In a few months, I will register Tate for kindergarten. It’s so hard for me to believe that my little boy, this awesome kid whom I love so fiercely, will be carrying his own tray in the school cafeteria, learning to read, do math, and write his first and last name legibly next fall.
And I am so fearful that his potty training issue will follow him there.
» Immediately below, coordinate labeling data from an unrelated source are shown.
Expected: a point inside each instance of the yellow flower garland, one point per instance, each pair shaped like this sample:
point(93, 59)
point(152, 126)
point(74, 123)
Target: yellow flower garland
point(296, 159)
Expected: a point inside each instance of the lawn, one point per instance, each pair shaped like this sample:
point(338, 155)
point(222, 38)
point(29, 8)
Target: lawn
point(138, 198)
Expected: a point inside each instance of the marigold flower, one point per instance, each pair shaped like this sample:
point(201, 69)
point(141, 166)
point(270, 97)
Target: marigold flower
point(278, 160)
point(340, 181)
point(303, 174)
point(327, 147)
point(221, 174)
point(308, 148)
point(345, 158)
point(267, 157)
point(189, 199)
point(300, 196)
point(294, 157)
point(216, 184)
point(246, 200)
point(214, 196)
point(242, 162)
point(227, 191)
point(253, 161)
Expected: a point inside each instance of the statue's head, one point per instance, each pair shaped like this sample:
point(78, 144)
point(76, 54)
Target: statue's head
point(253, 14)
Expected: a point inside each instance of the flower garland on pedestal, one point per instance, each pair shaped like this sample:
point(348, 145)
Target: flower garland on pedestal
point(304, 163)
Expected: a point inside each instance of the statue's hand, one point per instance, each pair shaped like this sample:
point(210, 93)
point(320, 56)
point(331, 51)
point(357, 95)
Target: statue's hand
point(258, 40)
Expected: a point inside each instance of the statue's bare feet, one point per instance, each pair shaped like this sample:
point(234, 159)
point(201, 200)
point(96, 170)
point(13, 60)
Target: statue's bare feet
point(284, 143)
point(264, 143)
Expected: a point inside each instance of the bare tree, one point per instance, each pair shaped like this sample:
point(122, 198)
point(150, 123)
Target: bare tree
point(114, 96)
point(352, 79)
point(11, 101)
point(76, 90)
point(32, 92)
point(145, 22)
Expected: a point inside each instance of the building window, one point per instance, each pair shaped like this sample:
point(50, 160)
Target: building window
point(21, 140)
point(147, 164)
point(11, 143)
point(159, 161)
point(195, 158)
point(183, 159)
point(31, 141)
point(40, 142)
Kids can be so mean. I know Tate will eventually be teased about something—his clothes, his hair, his love of sharks—or for no apparent reason. I hope the potty thing, something so fixable, won’t be the nickname that follows him to middle school or the way some kid teases him in front of a girl he likes someday. This, we can fix.
I recently (finally, as a last resort) took Tate to the pediatrician about the potty issue, and she diagnosed him with constipation, which, she explained, could dull the sensation for his body telling him he needed to go until it was too late. At this point, I’m glad to have an explanation (and some daily laxative drink mix for him), but more importantly, I just know it will take him time, and I need to be patient.
Tate won’t go to college in a Huggies pull-up. I hope he won’t have accidents when he enters elementary school, but that’s a bridge we’ll cross if we have to. He isn’t the first kid with this problem, and he won’t be the last.
This is a hard thing to explain to people. It’s frustrating and embarrassing, and it often turns me into both a fierce defender of my son and also the person he upsets the most. I’ve felt like the worst mom, the okayest mom, the proudest mom, the most embarrassed mom, the most loyal mom, the least loyal mom, but at the end of the day? I love my son, and I’ll always try to do what’s best for him. As long as he knows that, we’ll be fine.